In a press release on July 3, the Internal Revenue Service issued a warning to taxpayers regarding a fresh scam utilizing cardboard envelopes delivered by a courier service.

The envelopes, which display the IRS masthead, contain a message informing recipients that the correspondence pertains to their unclaimed refund.

The agency has urged Americans to be cautious and not to be deceived by this fraudulent scheme, as its intention is to gather sensitive personal information for the purpose of identity theft.

“This is just the latest in the long string of attempts by identity thieves posing as the IRS in hopes of tricking people into providing valuable personal information to steal identities and money, including tax refunds,” said IRS Commissioner Danny Werfel.

“These scams can come in through email, text or even in special mailings,” he continued. “People should be careful to watch out for red flags that clearly mark these as IRS scams.”
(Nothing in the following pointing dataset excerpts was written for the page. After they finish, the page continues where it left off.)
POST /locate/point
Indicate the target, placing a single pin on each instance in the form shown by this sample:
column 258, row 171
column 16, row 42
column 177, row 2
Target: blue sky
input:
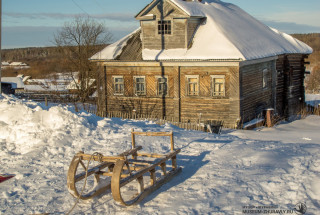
column 32, row 23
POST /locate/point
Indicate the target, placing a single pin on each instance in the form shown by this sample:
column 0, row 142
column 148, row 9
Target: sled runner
column 4, row 177
column 130, row 176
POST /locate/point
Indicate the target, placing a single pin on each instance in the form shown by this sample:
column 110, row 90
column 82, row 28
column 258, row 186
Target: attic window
column 164, row 27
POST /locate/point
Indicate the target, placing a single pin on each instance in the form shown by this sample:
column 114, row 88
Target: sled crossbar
column 124, row 171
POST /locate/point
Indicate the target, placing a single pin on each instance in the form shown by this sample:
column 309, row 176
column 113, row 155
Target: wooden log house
column 202, row 60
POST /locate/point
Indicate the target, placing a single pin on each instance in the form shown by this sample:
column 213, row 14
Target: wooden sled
column 131, row 175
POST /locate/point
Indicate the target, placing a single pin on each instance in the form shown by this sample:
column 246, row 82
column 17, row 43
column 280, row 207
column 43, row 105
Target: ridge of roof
column 228, row 33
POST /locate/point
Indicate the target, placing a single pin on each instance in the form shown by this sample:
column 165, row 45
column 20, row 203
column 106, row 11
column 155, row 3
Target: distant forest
column 47, row 60
column 313, row 40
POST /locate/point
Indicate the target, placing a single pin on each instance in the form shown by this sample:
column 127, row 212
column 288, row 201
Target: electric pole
column 0, row 43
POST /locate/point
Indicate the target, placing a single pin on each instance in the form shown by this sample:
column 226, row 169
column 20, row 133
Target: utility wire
column 81, row 8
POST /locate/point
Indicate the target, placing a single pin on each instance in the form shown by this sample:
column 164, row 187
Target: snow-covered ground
column 273, row 167
column 313, row 99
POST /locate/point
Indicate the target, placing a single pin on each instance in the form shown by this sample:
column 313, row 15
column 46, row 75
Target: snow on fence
column 213, row 126
column 313, row 109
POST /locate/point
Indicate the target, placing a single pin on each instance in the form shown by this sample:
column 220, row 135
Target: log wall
column 290, row 84
column 176, row 104
column 254, row 97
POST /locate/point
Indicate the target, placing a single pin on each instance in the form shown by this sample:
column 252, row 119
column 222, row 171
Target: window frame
column 213, row 85
column 144, row 92
column 265, row 83
column 114, row 85
column 158, row 85
column 164, row 27
column 197, row 88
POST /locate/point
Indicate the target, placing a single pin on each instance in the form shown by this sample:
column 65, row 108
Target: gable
column 161, row 9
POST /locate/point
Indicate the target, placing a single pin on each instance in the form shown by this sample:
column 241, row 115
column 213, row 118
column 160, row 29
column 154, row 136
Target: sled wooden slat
column 124, row 171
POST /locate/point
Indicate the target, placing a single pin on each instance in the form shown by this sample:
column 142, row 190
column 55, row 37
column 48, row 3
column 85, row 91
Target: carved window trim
column 164, row 27
column 162, row 85
column 218, row 86
column 118, row 85
column 139, row 85
column 265, row 74
column 192, row 85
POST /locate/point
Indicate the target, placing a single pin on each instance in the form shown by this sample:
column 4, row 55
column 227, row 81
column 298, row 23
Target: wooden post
column 269, row 116
column 174, row 162
column 133, row 139
column 172, row 141
column 141, row 184
column 164, row 168
column 152, row 177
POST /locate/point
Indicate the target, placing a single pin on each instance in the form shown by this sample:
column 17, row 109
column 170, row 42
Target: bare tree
column 313, row 81
column 79, row 40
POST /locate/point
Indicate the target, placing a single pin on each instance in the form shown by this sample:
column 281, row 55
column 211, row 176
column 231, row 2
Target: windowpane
column 218, row 85
column 192, row 87
column 118, row 85
column 162, row 86
column 264, row 78
column 164, row 27
column 140, row 85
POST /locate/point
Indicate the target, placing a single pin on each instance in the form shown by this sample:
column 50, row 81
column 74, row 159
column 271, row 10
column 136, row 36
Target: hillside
column 43, row 60
column 47, row 60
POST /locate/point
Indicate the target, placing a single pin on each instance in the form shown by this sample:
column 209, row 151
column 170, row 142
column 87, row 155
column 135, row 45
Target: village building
column 202, row 60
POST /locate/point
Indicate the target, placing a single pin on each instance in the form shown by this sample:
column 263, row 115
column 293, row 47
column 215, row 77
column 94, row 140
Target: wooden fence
column 315, row 110
column 213, row 126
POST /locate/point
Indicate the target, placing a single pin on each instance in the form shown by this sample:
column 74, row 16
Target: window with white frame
column 118, row 85
column 164, row 27
column 162, row 85
column 140, row 85
column 192, row 85
column 218, row 85
column 264, row 78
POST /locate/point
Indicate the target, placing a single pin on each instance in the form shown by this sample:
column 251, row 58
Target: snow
column 15, row 82
column 228, row 33
column 277, row 166
column 113, row 50
column 313, row 99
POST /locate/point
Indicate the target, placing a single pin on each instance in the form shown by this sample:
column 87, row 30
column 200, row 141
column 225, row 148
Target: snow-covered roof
column 4, row 63
column 18, row 64
column 113, row 50
column 227, row 33
column 15, row 82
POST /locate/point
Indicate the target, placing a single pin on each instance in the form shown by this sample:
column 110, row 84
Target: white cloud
column 124, row 17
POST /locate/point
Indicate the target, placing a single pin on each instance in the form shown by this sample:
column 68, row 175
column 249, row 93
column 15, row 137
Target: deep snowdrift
column 221, row 174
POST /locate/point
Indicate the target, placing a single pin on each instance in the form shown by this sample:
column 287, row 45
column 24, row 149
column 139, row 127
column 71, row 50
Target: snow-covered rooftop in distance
column 16, row 82
column 227, row 33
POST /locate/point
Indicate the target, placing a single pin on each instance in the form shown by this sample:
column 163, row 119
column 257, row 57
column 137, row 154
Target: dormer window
column 164, row 27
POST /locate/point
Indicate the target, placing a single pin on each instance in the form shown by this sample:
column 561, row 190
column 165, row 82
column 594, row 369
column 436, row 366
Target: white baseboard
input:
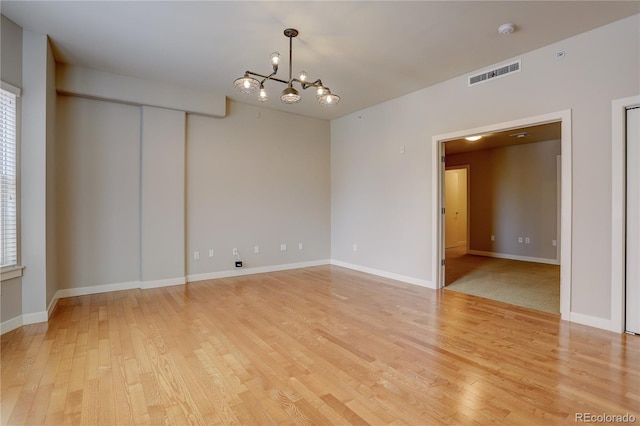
column 96, row 289
column 514, row 257
column 385, row 274
column 251, row 271
column 52, row 306
column 11, row 324
column 597, row 322
column 35, row 318
column 163, row 283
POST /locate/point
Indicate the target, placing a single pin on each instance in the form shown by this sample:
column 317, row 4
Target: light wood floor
column 321, row 345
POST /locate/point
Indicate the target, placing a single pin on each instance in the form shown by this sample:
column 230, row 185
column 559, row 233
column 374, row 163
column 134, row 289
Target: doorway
column 563, row 119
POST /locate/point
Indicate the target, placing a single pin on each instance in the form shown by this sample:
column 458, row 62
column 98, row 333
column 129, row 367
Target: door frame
column 437, row 191
column 618, row 209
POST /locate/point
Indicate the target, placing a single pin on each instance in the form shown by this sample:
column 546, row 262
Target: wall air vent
column 496, row 72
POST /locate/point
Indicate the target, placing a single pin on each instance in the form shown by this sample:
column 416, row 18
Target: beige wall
column 136, row 184
column 257, row 177
column 98, row 192
column 513, row 193
column 382, row 199
column 11, row 72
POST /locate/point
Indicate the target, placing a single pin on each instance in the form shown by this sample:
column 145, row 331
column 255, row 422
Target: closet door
column 633, row 221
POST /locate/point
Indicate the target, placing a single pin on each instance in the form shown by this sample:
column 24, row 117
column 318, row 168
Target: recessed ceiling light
column 506, row 29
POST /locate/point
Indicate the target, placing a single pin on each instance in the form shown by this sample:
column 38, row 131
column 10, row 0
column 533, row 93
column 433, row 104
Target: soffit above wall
column 368, row 52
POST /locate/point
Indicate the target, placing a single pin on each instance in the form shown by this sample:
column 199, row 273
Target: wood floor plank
column 321, row 345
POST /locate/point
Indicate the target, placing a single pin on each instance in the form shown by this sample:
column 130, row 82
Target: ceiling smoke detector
column 506, row 29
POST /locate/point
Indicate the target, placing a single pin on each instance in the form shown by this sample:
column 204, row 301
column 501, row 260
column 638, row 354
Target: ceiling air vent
column 494, row 73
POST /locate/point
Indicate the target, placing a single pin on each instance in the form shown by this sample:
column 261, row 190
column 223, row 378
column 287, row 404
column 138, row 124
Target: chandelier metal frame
column 290, row 95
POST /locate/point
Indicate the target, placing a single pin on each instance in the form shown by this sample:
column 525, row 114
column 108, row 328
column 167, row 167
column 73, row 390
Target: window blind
column 8, row 184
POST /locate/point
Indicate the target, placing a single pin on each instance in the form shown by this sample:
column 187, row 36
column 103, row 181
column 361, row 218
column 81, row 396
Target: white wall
column 381, row 199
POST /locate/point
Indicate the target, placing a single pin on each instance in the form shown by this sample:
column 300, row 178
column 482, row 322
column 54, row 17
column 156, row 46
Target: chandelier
column 290, row 95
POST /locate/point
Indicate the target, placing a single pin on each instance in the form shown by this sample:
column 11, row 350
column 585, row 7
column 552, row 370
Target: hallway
column 528, row 284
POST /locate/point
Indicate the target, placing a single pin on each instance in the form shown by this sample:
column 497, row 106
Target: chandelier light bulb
column 290, row 95
column 263, row 94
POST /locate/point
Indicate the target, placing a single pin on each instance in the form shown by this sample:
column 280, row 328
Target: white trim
column 96, row 289
column 34, row 318
column 163, row 283
column 592, row 321
column 251, row 271
column 514, row 257
column 10, row 88
column 52, row 306
column 565, row 209
column 11, row 324
column 10, row 272
column 618, row 219
column 384, row 274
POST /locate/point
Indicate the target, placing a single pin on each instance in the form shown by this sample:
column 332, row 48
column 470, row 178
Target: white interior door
column 451, row 208
column 633, row 222
column 456, row 208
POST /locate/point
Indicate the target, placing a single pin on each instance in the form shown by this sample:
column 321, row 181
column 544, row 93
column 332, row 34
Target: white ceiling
column 365, row 51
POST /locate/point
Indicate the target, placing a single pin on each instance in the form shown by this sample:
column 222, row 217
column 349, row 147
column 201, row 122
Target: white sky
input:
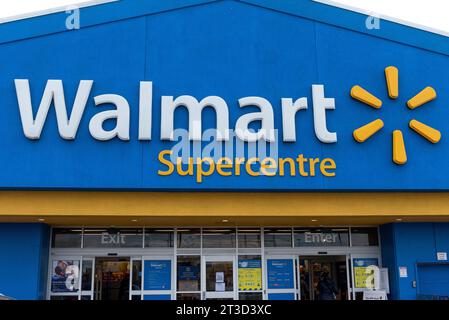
column 431, row 14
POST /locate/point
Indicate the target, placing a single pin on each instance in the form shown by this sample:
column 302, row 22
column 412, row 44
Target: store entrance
column 112, row 279
column 323, row 278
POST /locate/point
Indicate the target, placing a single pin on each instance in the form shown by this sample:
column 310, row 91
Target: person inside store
column 327, row 290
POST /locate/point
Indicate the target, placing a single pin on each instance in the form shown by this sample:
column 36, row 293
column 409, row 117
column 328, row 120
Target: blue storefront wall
column 24, row 249
column 414, row 246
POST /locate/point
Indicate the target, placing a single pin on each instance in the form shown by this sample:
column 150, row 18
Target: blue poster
column 188, row 272
column 280, row 274
column 157, row 275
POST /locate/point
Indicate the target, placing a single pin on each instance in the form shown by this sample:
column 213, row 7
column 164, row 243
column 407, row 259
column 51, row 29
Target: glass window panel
column 65, row 276
column 364, row 236
column 113, row 238
column 188, row 296
column 278, row 237
column 86, row 282
column 189, row 273
column 250, row 273
column 136, row 275
column 159, row 238
column 64, row 298
column 219, row 276
column 218, row 238
column 66, row 238
column 249, row 238
column 189, row 238
column 250, row 296
column 321, row 237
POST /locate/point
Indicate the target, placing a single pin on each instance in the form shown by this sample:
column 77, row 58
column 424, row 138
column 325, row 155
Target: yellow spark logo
column 392, row 78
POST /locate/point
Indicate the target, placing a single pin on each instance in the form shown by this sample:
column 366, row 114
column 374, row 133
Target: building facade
column 199, row 149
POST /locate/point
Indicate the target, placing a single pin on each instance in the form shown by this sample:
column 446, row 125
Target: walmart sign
column 237, row 105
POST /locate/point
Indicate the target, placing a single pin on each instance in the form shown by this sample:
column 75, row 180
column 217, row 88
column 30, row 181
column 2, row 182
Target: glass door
column 158, row 278
column 219, row 274
column 280, row 278
column 323, row 278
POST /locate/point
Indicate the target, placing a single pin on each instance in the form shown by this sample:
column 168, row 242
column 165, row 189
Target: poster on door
column 157, row 275
column 280, row 274
column 65, row 276
column 365, row 272
column 250, row 275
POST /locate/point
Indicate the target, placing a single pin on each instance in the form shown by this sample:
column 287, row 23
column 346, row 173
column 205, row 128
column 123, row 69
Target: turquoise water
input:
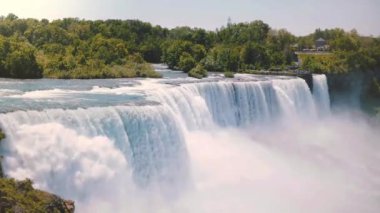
column 178, row 144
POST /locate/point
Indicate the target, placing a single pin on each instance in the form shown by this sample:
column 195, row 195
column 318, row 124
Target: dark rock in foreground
column 20, row 196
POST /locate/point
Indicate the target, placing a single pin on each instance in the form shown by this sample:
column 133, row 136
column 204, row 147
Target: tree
column 186, row 62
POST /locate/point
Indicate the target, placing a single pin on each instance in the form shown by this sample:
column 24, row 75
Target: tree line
column 74, row 48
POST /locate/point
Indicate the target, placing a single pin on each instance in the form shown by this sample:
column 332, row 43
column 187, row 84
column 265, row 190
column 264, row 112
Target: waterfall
column 49, row 146
column 321, row 94
column 190, row 146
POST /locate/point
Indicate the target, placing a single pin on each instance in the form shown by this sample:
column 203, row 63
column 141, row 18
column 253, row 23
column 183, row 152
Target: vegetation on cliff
column 74, row 48
column 20, row 196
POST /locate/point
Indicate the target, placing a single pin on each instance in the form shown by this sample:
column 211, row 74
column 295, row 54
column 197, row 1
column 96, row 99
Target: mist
column 203, row 147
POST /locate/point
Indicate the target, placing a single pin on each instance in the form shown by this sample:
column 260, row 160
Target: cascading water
column 246, row 145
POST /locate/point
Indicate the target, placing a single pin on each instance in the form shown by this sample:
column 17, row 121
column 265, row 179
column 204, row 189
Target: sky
column 300, row 17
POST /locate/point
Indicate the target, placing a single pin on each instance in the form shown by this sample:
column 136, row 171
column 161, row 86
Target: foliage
column 17, row 59
column 19, row 196
column 198, row 72
column 71, row 47
column 186, row 62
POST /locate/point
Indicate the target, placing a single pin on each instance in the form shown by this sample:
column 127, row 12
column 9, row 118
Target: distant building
column 321, row 44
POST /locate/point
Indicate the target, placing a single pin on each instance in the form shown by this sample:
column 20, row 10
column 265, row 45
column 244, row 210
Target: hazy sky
column 298, row 16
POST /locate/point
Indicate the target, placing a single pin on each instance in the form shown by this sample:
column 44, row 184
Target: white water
column 251, row 146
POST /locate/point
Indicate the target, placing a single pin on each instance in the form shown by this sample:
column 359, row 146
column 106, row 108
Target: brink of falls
column 250, row 144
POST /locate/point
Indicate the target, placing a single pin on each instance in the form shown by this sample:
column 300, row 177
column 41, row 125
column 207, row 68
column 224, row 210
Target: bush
column 229, row 74
column 198, row 72
column 186, row 62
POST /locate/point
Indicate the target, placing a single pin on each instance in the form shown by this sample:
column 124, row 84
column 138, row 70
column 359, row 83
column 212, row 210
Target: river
column 248, row 144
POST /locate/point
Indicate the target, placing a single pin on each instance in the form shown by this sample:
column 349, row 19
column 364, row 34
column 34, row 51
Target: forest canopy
column 74, row 48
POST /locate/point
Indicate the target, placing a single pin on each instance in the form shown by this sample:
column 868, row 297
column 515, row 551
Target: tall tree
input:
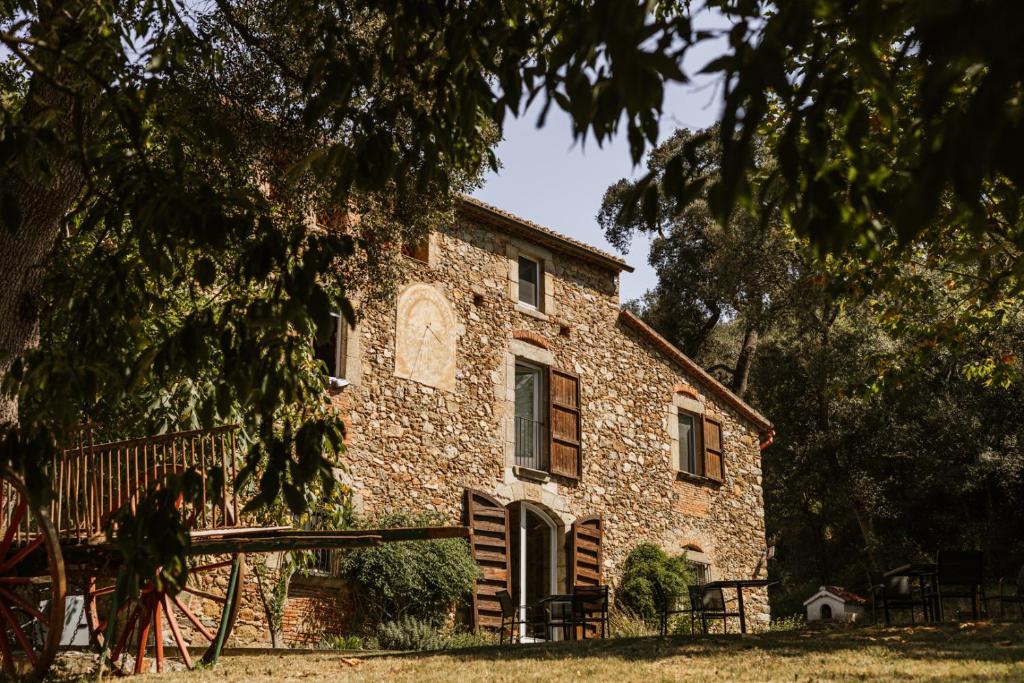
column 743, row 271
column 894, row 123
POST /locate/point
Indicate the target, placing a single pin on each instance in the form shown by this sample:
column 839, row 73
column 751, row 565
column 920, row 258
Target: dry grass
column 950, row 652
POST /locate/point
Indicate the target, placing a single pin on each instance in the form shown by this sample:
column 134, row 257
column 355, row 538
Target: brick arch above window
column 686, row 390
column 531, row 338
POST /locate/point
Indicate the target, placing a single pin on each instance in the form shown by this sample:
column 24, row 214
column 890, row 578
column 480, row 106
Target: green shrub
column 423, row 580
column 647, row 570
column 624, row 623
column 410, row 633
column 791, row 623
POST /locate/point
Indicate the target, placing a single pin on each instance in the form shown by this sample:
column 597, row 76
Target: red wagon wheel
column 32, row 585
column 196, row 623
“The IRS, in a press release, emphasized the significance of remaining vigilant and safeguarding personal information to combat tax-related identity theft, as urged by the Security Summit, a collaborative effort between the IRS, state tax administrators, and the private-sector tax industry.

According to the IRS statement, the provided phone number and contact details are incorrect. These fraudulent letters, masquerading as legitimate sources, solicit sensitive personal information.

The scam becomes especially concerning due to its specific demands for personal data, such as photographs of the recipient’s driver’s license. The scammers employ awkward language, characterized by misspellings and unusual punctuation.

One poorly worded example from the deceptive mailing reads as follows: ‘A Clear Phone of Your Driver’s License That Clearly Displays All Four (4) Angles, Taken in a Place with Good Lighting.’

Commissioner Werfel urged the public to exercise caution and remain vigilant for signs of such fraudulent activities.”

“The IRS never initiates contact with taxpayers by email, text or social media regarding a bill or tax refund,” the commissioner said in the release.

The IRS advises against interacting with unsolicited communications that claim to be from their organization and cautions against opening suspicious attachments or clicking on links contained in these messages.

If any emails or messages raise suspicion, individuals are encouraged to report them to the IRS at [email protected]. By doing so, they contribute to the ongoing efforts of the IRS to safeguard American taxpayers against these fraudulent schemes.